At Dartmouth “…he was the captain of the rugby team, a track champion in the two-mile run, a prize orator and a popular and excellent student” and of the college, he said “...the whole village seemed touched with the spirit of learning and refinement.” And added, with irony, “...it was here I had most of my savage gentleness and native refinement knocked out of me.” Charles graduated in 1887 and received his medical degree in 1890 at age 32 from Boston University Medical School. He became the first Native American physician at the Pine Ridge Reservation in South Dakota where he was known as the “Indian white doctor.” At this time, the Sioux were fasting, praying and performing “Ghost Dances” in the hopes of hastening the demise of the white man and the return of the buffalo. Unfortunately, the opposite happened as the government viewed this as an uprising and their leader, Sitting Bull, was shot dead by the army, soon followed by the Wounded Knee massacre. Charles had rushed to the site of the massacre and searched among the 300 dead for survivors and tended both the Cavalry and Indians in the reservation church. He wrote that, “All this was a severe ordeal for one who had put all his faith in the Christian love and lofty ideals of the white man.”
 
A 1908 Kimball Union publication featured an article by Eastman entitled, Re-Naming the Sioux Indians. According to the editor, he was “…an author of widely recognized distinction…recently...engaged in a very responsible task, that of re-naming the sturdy braves and modest squaws of the Sioux.” Charles wrote that because of land allotments, he felt it was necessary to give family names to Indians, and especially so if they were to become citizens and vote. He added this thought, “Young Copper-face, grinding beside scions of Puritan stock, who spend their Harvard years playing tag with Boston’s police or ambushing stage entrances, finds it no easier to demonstrate his theory before giggling freshmen if the professor has to call him up as ‘Mr.
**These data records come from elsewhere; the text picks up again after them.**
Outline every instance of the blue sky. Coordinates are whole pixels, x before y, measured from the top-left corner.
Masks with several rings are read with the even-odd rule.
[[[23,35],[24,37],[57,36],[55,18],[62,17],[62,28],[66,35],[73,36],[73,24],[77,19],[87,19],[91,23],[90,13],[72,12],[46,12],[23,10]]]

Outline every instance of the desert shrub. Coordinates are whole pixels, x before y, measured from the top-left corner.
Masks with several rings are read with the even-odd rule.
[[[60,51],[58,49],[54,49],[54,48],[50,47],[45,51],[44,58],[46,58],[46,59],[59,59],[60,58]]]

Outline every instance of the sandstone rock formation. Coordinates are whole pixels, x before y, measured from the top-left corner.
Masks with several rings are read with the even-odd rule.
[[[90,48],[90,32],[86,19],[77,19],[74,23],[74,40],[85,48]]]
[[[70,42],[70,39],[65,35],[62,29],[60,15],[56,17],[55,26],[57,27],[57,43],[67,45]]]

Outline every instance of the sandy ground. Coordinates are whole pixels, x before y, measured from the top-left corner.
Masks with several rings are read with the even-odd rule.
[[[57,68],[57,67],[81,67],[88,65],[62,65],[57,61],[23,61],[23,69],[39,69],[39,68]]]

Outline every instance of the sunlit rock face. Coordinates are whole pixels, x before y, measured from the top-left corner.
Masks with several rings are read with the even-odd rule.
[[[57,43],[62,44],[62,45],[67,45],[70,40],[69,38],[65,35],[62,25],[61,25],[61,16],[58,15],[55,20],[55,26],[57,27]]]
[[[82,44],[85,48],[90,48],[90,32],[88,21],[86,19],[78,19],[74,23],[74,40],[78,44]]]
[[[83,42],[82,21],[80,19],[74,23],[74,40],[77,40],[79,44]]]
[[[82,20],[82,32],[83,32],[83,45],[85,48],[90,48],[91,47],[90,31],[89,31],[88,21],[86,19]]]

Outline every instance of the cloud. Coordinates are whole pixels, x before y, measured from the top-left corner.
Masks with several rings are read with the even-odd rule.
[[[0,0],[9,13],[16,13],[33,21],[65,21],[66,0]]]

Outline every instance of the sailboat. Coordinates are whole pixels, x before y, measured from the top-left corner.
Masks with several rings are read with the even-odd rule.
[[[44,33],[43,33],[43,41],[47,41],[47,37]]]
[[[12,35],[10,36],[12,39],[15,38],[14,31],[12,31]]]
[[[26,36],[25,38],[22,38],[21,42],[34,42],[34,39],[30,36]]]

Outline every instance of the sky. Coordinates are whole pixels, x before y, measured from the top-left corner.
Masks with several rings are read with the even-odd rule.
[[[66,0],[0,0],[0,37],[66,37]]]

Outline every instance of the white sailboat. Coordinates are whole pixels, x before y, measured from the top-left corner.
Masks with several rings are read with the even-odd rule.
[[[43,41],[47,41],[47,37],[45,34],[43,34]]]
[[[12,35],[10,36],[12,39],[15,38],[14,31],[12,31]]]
Drowsy Coyote.’”
 
Charles worried that by being educated in the white world, he would become a stranger in both, but realized that he could become a bridge between the two worlds and spent his life as a reformer in pursuit of improving relations between the two cultures. Some of his accomplishments were helping to establish 32 Native American groups of the YMCA and in 1910, he worked with Ernest Thompson Seton to help found the Boy Scouts of America. Charles worked for President Roosevelt on fairly dividing tribal lands and President Coolidge as a Native American inspector. He was the author of 11 books, seven of which are in Coffin Library at KUA. His first, Indian Boyhood, recounts his first 15 years among the Sioux.
 
Eastman married his assistant at Pine Ridge Reservation, Elaine Goodale, a teacher and supervisor of Native American schools in Nebraska and the Dakotas. They had two children, a son Ohiyesa, and a daughter Eleanor, who both attended, but did not graduate, from Kimball Union. In 1980, Eleanor and her nephew were interviewed by a Dartmouth student who was majoring in anthropology. His extensive article about Charles Eastman was featured in the Jan./Feb. 1981 Dartmouth Alumni Magazine where Charles was introduced as “…one of Dartmouth’s most famous graduates of the 19th century.”
 
Charles Eastman spent his last years living quietly in a cabin by a lake in Wisconsin where he would sometimes disappear for 30 days alone in the woods. His nephew felt he “...was out there with his religion.” He died on January 8, 1939.